徒然エッセイ

(1)弁と辯と瓣と辨と辮

 ベンベンベンベンベンと、三味線ではなくて漢字の話です。
 タイトルの五つの漢字は全て”べん”と読みます(フォントがつぶれて区別がつかない場合はフォントのサイズを大きくして下さい)。”弁”の漢字は普通に使われていて、弁護士や弁理士、花弁、弁髪などの単語にも使われています。ところがこの四つの単語にはもともと違う”べん”という漢字が使われていました。辯護士、辨理士、花瓣、辮髪です。
 ずいぶん以前に和本で”単騎要略製作辨”[文化十年(1814)村井昌弘著]という書物を買った。五巻一冊で甲冑の制作方法を記した書物です。
 わたしは、この”辨”という漢字を弁護士の”辯”だと思い込み、弁ずると言う意味で”甲冑製作著述”というように捉えていた。恥ずかしい話だけれど、私はこの”辨”が処理を意味し、本のタイトルが”甲冑製作法”を意味するということに最近まで気がつかなかった。

 辯−>言葉で物事を分かつ(処理する)、弁ずる、弁護士、弁士
 瓣−>瓜の二つに割れた中身、花弁、バルブの弁
 辨−>論理で物事を分かつ(処理する)、弁理士、弁官
 辮−>分かれている物を編むこと、弁髪

 この四つの”べん”は漢字の成立が同系で、二つに分ける、分かれたもの、分かれたものをつなげる、から来ている。

 弁−>かんむりの意味

 ”弁”という漢字は人が冠をかぶる形から来ている。

 現在は、”辯瓣辨辮”が全て”弁”というもともと成立の違う漢字で統合されている。
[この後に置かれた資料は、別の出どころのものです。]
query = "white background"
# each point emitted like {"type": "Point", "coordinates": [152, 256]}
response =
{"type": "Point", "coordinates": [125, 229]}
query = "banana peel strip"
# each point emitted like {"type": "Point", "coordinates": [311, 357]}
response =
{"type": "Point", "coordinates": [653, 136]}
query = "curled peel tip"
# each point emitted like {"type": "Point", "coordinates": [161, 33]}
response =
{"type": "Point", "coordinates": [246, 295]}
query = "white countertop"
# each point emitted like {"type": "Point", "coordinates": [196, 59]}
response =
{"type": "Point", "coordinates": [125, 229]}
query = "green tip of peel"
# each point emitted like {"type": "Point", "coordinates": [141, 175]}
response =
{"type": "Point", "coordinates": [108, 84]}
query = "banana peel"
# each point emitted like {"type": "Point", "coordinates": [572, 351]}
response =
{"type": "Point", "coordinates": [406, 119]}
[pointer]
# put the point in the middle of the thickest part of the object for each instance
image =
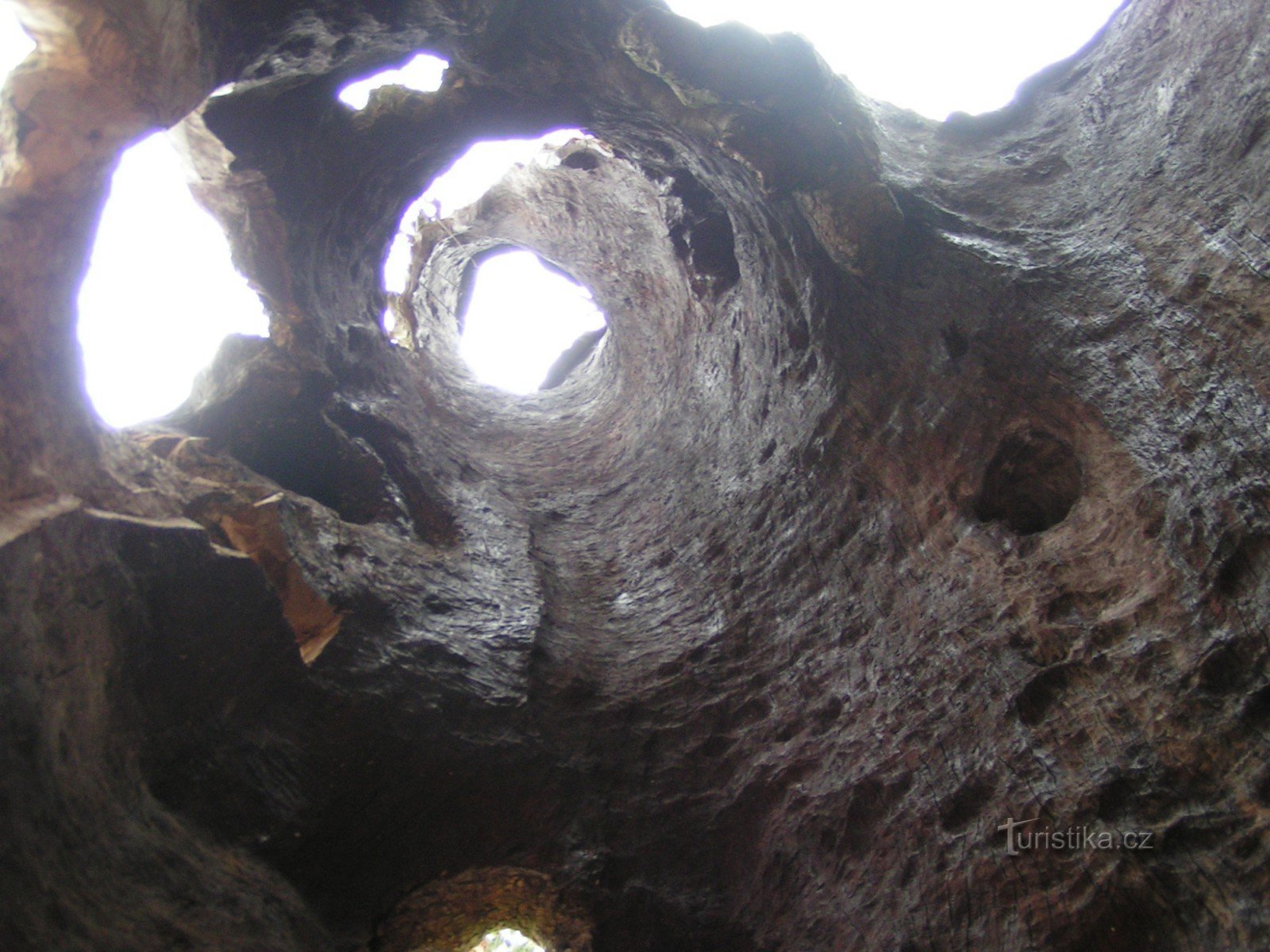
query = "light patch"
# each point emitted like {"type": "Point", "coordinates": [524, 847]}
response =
{"type": "Point", "coordinates": [14, 42]}
{"type": "Point", "coordinates": [931, 56]}
{"type": "Point", "coordinates": [520, 319]}
{"type": "Point", "coordinates": [507, 941]}
{"type": "Point", "coordinates": [469, 178]}
{"type": "Point", "coordinates": [160, 294]}
{"type": "Point", "coordinates": [422, 74]}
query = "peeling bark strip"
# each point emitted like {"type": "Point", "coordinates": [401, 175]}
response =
{"type": "Point", "coordinates": [918, 493]}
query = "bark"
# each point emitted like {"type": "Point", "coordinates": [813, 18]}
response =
{"type": "Point", "coordinates": [918, 486]}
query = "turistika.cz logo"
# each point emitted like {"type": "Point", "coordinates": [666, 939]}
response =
{"type": "Point", "coordinates": [1072, 838]}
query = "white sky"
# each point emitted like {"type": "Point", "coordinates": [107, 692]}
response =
{"type": "Point", "coordinates": [505, 340]}
{"type": "Point", "coordinates": [162, 294]}
{"type": "Point", "coordinates": [931, 56]}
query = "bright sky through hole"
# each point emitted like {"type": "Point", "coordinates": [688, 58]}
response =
{"type": "Point", "coordinates": [423, 73]}
{"type": "Point", "coordinates": [931, 56]}
{"type": "Point", "coordinates": [507, 941]}
{"type": "Point", "coordinates": [162, 292]}
{"type": "Point", "coordinates": [469, 178]}
{"type": "Point", "coordinates": [14, 42]}
{"type": "Point", "coordinates": [520, 319]}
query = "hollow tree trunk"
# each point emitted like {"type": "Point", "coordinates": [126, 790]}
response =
{"type": "Point", "coordinates": [920, 486]}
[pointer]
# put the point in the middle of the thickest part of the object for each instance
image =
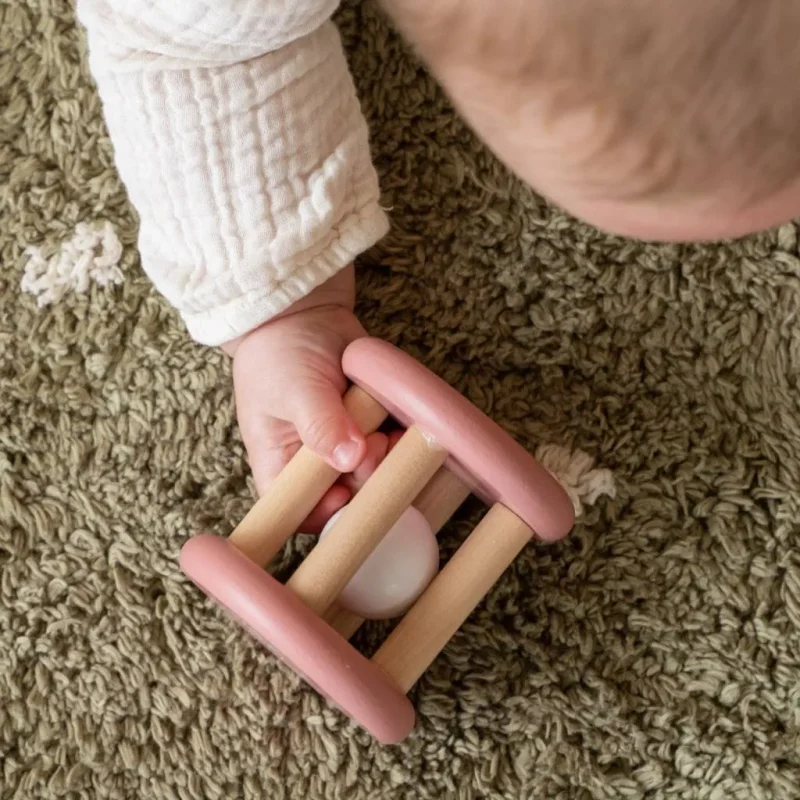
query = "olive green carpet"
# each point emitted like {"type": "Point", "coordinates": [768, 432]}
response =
{"type": "Point", "coordinates": [655, 653]}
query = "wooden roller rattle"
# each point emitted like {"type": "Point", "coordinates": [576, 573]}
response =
{"type": "Point", "coordinates": [448, 451]}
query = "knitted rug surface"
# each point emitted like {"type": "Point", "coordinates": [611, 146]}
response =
{"type": "Point", "coordinates": [655, 653]}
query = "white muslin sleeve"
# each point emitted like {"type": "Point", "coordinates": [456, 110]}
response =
{"type": "Point", "coordinates": [239, 137]}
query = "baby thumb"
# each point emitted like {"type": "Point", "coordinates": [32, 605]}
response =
{"type": "Point", "coordinates": [325, 427]}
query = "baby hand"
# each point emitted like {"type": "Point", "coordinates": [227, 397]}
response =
{"type": "Point", "coordinates": [288, 383]}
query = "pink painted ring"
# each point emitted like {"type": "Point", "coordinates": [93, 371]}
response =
{"type": "Point", "coordinates": [498, 469]}
{"type": "Point", "coordinates": [278, 618]}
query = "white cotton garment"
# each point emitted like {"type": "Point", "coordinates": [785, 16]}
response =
{"type": "Point", "coordinates": [239, 137]}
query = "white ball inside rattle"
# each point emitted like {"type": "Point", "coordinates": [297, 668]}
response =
{"type": "Point", "coordinates": [396, 572]}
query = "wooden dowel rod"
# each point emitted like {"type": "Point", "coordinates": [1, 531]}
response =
{"type": "Point", "coordinates": [296, 491]}
{"type": "Point", "coordinates": [452, 595]}
{"type": "Point", "coordinates": [388, 492]}
{"type": "Point", "coordinates": [441, 498]}
{"type": "Point", "coordinates": [437, 502]}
もともと違う意味の漢字を一種類にすることの是非は難しい問題だけど、状況によってはややこしい問題になる。漢字は表意文字だからあまり文字数を減らすと伝わりにくくなるような気がするけど。みなさんどう思います?
 弁と辯と瓣と辨と辮。ああ、ややこしい。ちなみに”辧”という文字と”辛”+”方”+”辛”もありますが”辨”の異体字なんで両方とも同じ意味です。